他是看着裴远章长大的,当然也知道这孩子在想什么。

十一年前,他父亲便是在殊州魏台山出的事,这孩子虽然面上从不表露,却没有一刻放弃去调查当年的事。

小小的卖官一案,牵扯到殊州,又涉及当年,他追寻十几年,这孩子哪里会轻易放过这次机会。

只是而今处处不稳当,边境侵扰,匪患频仍,皇室命案……哪里不是用人的地方。

太子还未长成,而他又还能撑多少年月?

自然该把紧要的都处理了,像殊州这件小事,裴远章再等等也不迟。

但他劝不住这个孩子。

“容朕再想想。

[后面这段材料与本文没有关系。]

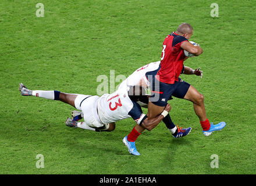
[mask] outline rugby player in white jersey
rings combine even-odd
[[[100,97],[97,95],[63,93],[57,91],[31,90],[22,83],[19,84],[19,90],[23,96],[35,96],[59,100],[74,106],[82,112],[84,121],[77,122],[76,119],[67,118],[66,125],[97,131],[112,131],[115,129],[115,121],[130,117],[132,117],[138,126],[151,130],[161,122],[171,109],[170,105],[168,104],[161,115],[149,120],[136,102],[140,99],[148,99],[148,96],[143,92],[144,89],[138,86],[126,87],[111,94],[104,94]],[[78,116],[73,114],[73,119]],[[126,137],[123,139],[123,142],[127,146],[130,153],[140,155],[134,142],[127,141]]]

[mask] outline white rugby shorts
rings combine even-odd
[[[97,103],[99,97],[97,95],[79,94],[74,99],[76,108],[84,113],[84,120],[86,124],[92,128],[105,126],[99,120],[97,113]]]

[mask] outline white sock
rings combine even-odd
[[[175,126],[175,127],[172,128],[169,128],[169,130],[172,133],[172,134],[174,134],[174,133],[175,133],[175,132],[176,132],[176,131],[177,130],[177,127]]]
[[[32,91],[32,95],[48,99],[54,99],[54,91]]]
[[[87,124],[84,122],[77,122],[77,127],[86,130],[93,130],[94,131],[95,130],[95,128],[91,128],[87,126]]]

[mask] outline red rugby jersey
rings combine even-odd
[[[188,40],[175,32],[165,38],[163,42],[161,68],[157,76],[159,81],[168,84],[174,84],[175,81],[179,81],[185,58],[180,45],[184,41]]]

”

“臣多谢陛下。”

皇帝摆了摆手,有些疲惫地闭上眼睛:“你先下去吧。”

裴远章闻言退下。

内侍见皇帝皱起眉头,忙上前伺候,帮皇帝揉按穴位。

“皇城怕是又要不安稳起来了。”

皇帝冷笑:“皇城何曾平稳过,哪里不是暗流涌动,随时瞅准机会发难。”

“那裴世子之请,陛下有何定夺。”

皇帝不语,垂眸看着佛珠,随便拨弄两颗:“裴家这些年不容易。”

内侍心中有了计较,笑道:“多亏陛下照拂。”

“是裴家这孩子自己有能耐,朕帮上了什么?”他顿了顿,“如今这孩子想做的,朕不是也欲阻挠。”